Un altro fronte caldo è quello della possibile guerra delle valute, con il tweet di Trump, da un lato, che ha investito in pieno l’Unione Europea e il presidente della sua Banca centrale Mario Draghi e il Rapporto del Tesoro americano sulle politiche macroeconomiche e del cambio dei principali partner commerciali degli USA di maggio che, dall’altro, esprime preoccupazione per le pratiche valutarie cinesi poco trasparenti e in particolare per il renminbi svalutato rispetto al dollaro a fini di competitività del sistema cinese, secondo l’accusa americana.

Per non parlare della competizione tecnologica, in realtà di non breve momento, che trova nella vicenda Huawei un caso paradigmatico per i potenziali effetti distruttivi per intere aziende globali dello scontro in atto. La posta in gioco infatti appare molto elevata: la strategia di politica industriale “Made in China 2025”, avviata nel 2015, si pone l’obiettivo esplicito entro il 2045 di rendere la Cina il leader mondiale nella manifattura tecnologicamente avanzata e ad alto valore aggiunto. Ovviamente una minaccia considerata esiziale dagli Stati Uniti che ricoprono questo ruolo a livello globale, suffragata dalle preoccupazioni dell’intelligence americana sui rischi della competizione per l’attrazione dei cervelli e per l’acquisizione sempre più ampia, più o meno legale, di proprietà intellettuale a stelle e strisce da parte del sistema produttivo e tecnologico cinese, con i conseguenti effetti in termini di sicurezza nazionale.

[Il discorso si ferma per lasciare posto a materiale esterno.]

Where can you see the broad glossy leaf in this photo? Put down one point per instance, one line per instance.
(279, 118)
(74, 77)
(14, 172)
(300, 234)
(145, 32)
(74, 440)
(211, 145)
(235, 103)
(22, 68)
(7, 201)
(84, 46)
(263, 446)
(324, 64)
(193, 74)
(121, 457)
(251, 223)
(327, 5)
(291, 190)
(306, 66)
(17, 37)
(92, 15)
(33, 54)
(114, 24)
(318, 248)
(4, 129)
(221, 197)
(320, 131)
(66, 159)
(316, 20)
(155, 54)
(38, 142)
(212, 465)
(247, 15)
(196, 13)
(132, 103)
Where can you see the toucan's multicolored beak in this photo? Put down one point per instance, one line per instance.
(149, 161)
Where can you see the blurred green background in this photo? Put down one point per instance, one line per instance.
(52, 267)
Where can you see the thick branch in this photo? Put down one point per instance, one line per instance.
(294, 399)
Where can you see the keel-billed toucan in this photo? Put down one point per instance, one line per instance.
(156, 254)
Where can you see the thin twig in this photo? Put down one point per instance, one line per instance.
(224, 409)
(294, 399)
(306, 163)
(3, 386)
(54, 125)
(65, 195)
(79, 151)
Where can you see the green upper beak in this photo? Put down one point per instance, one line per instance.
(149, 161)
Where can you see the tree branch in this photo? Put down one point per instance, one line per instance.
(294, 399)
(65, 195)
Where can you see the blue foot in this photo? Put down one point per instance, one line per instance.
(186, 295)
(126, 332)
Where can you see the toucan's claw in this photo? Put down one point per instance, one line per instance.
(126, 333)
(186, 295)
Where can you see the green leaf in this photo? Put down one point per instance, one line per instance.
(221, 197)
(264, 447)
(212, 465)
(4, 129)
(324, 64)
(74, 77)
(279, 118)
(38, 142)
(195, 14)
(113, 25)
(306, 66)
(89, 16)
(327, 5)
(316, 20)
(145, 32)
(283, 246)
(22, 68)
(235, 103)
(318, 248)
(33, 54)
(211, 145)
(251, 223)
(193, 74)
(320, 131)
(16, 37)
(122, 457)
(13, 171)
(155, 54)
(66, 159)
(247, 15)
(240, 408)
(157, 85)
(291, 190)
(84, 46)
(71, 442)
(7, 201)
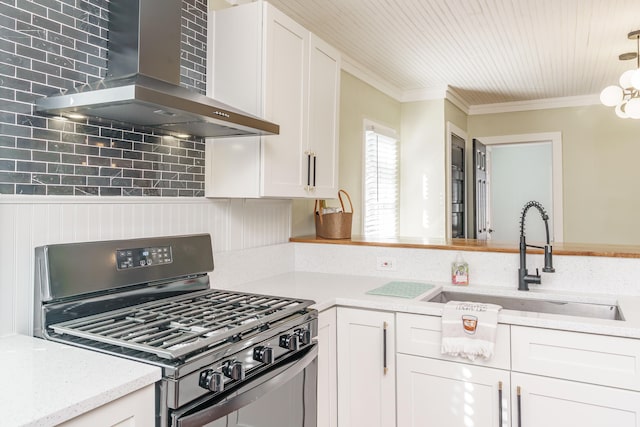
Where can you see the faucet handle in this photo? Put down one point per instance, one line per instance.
(548, 260)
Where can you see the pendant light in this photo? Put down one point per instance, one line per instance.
(625, 97)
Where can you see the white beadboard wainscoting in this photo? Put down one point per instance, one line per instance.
(27, 222)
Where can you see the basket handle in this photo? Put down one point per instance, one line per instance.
(342, 202)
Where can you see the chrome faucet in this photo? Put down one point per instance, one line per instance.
(524, 278)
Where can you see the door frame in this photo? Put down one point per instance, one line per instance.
(556, 172)
(455, 130)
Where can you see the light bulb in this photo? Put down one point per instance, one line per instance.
(620, 112)
(635, 79)
(611, 95)
(633, 108)
(625, 79)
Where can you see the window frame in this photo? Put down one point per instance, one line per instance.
(385, 132)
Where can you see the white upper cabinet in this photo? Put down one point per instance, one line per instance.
(265, 63)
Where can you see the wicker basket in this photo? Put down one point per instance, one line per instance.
(334, 225)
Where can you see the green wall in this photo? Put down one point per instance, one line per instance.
(358, 101)
(600, 155)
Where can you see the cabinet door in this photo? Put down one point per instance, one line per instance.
(324, 94)
(285, 102)
(366, 387)
(447, 394)
(327, 375)
(550, 402)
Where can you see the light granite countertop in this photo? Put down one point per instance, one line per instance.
(46, 383)
(329, 290)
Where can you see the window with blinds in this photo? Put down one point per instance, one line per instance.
(381, 183)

Come due facce di una stessa medaglia, la volontà cinese di raggiungere nel futuro la leadership produttiva globale si combina con la necessità nel presente di ridurre la propria dipendenza tecnologica dall’estero, che gli Stati Uniti cercano di contrastare con appositi interventi normativi come l’Export Control Reform Act e il Foreign Investment Risk Review Modernization Act introdotti nel 2018, rispettivamente per controllare le esportazioni in particolare di tecnologia e per sottoporre a un più stretto scrutinio da parte del Committee on Foreign Investment in the United States (CFIUS) le operazioni di fusione, acquisizione e di investimento estero negli Stati Uniti.

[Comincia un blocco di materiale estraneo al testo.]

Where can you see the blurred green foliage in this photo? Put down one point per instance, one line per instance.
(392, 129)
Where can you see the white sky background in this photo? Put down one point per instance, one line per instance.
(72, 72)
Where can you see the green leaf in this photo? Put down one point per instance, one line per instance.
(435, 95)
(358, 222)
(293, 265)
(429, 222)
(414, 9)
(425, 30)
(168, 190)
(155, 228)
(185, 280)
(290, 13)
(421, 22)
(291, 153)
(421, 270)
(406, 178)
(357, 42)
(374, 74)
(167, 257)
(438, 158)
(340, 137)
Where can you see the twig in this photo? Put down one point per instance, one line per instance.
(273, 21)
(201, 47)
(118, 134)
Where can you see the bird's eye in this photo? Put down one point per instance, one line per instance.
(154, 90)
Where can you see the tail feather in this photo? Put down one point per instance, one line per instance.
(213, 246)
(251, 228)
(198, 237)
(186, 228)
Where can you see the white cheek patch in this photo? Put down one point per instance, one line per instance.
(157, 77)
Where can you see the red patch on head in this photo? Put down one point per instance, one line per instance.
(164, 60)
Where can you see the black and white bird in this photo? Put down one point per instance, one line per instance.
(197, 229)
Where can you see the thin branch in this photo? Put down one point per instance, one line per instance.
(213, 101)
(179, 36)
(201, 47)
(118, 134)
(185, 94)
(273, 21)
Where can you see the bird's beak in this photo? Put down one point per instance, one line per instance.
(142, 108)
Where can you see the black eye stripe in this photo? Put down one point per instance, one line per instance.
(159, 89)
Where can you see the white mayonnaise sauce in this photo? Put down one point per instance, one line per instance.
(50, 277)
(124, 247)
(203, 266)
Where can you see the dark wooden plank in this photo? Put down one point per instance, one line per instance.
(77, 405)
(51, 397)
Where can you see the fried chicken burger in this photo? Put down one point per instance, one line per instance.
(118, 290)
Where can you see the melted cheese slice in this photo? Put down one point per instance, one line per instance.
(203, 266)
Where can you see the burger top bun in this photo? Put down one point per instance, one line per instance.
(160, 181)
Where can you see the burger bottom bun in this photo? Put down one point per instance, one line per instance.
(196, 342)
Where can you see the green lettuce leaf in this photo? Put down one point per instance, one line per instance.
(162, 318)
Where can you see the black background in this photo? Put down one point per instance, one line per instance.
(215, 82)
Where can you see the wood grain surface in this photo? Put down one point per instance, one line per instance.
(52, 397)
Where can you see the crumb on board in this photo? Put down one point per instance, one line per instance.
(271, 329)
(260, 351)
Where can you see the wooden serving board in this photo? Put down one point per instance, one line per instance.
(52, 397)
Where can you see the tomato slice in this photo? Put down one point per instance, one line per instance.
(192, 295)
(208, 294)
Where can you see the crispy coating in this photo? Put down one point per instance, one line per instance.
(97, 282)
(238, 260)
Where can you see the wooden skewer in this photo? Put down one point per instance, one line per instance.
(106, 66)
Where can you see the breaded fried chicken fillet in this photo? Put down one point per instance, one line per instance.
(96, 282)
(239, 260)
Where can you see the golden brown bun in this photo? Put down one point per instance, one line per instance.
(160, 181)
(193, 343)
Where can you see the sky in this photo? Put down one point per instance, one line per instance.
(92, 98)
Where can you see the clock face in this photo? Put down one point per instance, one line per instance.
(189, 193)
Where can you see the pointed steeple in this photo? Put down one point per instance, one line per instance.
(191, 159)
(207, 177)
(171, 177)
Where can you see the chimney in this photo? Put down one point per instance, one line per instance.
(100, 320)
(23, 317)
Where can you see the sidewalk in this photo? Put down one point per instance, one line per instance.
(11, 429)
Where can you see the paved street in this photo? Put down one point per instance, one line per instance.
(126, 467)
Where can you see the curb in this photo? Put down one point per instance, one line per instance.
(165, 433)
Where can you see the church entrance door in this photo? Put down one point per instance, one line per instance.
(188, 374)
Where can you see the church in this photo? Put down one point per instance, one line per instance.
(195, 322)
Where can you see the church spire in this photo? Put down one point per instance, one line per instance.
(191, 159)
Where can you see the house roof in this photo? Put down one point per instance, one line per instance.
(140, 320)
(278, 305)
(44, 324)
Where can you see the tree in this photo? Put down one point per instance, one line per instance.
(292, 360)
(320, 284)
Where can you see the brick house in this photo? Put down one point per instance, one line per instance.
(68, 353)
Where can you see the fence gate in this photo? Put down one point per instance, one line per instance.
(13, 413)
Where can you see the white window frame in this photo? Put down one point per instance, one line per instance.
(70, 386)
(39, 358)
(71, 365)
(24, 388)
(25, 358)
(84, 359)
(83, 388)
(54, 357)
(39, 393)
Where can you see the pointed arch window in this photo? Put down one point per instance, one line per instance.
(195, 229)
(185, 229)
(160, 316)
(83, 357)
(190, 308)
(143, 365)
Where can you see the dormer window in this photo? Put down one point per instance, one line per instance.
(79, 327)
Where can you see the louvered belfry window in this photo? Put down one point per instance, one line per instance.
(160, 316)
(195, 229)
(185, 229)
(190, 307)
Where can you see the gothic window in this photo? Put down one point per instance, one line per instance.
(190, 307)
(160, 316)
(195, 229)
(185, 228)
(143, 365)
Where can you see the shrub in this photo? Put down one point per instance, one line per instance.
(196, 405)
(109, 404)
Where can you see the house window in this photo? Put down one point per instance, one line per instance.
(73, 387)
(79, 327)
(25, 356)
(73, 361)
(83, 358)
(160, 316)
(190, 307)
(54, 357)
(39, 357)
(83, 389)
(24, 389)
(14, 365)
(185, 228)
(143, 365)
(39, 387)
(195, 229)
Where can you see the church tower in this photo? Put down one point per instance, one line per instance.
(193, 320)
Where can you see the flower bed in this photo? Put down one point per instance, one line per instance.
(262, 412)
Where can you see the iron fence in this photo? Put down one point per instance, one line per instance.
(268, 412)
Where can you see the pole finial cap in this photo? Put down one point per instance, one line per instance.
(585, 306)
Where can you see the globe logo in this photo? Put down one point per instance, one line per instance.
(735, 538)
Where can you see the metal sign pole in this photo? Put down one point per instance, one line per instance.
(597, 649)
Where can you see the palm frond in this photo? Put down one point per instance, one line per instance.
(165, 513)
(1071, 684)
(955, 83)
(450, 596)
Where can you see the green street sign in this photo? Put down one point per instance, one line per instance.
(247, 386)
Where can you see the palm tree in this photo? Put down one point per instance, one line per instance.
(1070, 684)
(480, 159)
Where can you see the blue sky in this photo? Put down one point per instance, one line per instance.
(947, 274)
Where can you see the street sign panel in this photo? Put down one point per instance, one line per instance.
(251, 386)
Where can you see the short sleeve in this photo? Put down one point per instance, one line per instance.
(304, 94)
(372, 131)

L’azione geopolitica della Cina comprende anche una sorta di competizione infrastrutturale, con la famosa Belt and Road Initiative attraverso la quale il presidente Xi sembra orientato a dare una nuova forma cinese ai flussi commerciali e alle relazioni economiche globali, sebbene i rischi economico-finanziari non manchino per la Repubblica Popolare, che alcuni commentatori considerano una risposta al ri-orientamento strategico obamiano verso il Pacifico e in particolare al cosiddetto “Pivot to Asia” portato avanti da Hillary Clinton probabilmente in un’ottica di contenimento cinese.

Che il confronto Cina-Stati Uniti, a tutto campo, sarebbe stato una delle cifre caratterizzanti l’amministrazione Trump è stato chiaro a tutti praticamente da subito e messo nero su bianco nel National Security Strategy del 2017, con cui la Casa Bianca ha di fatto definito la Repubblica di Xi uno “strategic competitor” con cui confrontarsi praticamente in ogni ambito per la difesa degli interessi e dei valori americani. Un approccio peraltro non nuovo, già adottato da George W. Bush nel 2001 prima di virare verso un tentativo di partnership globale al pari della fase iniziale della presidenza Obama.

In fondo, come Kissinger ci ricorda in Ordine mondiale, è passato un secolo e mezzo da quando l’imperatore cinese scriveva ad Abramo Lincoln nel 1863 per rassicurarlo che «Avendo, con riverenza, ricevuto dal Cielo il mandato di governare l’universo, consideriamo sia l’impero di mezzo, sia i paesi esterni membri di un’unica famiglia, senza alcuna distinzione» e sottoposti quindi alla comune benevolenza, ma anche al comune controllo.

Oggi da entrambe le parti di benevolenza non se ne intravede molta, anzi sembra in corso una fase di conflitto per l’egemonia.

Se questo sia tradurrà nella ridefinizione di una globalizzazione finora a stelle e strisce, nel preludio di una nuova guerra fredda o nella creazione di un ordine internazionale basato su un G2 piuttosto che su un G20 al momento non è dato sapere. Quello che è certo è che riguarda e riguarderà tutti, Europa in primis, ma quello che dobbiamo sperare, per dirla con Kissinger, è nella ricerca di un nuovo equilibrio di moderazione, forza e legittimità da parte di uomini di Stato saggi, «perché al di fuori di esse si profila il disastro».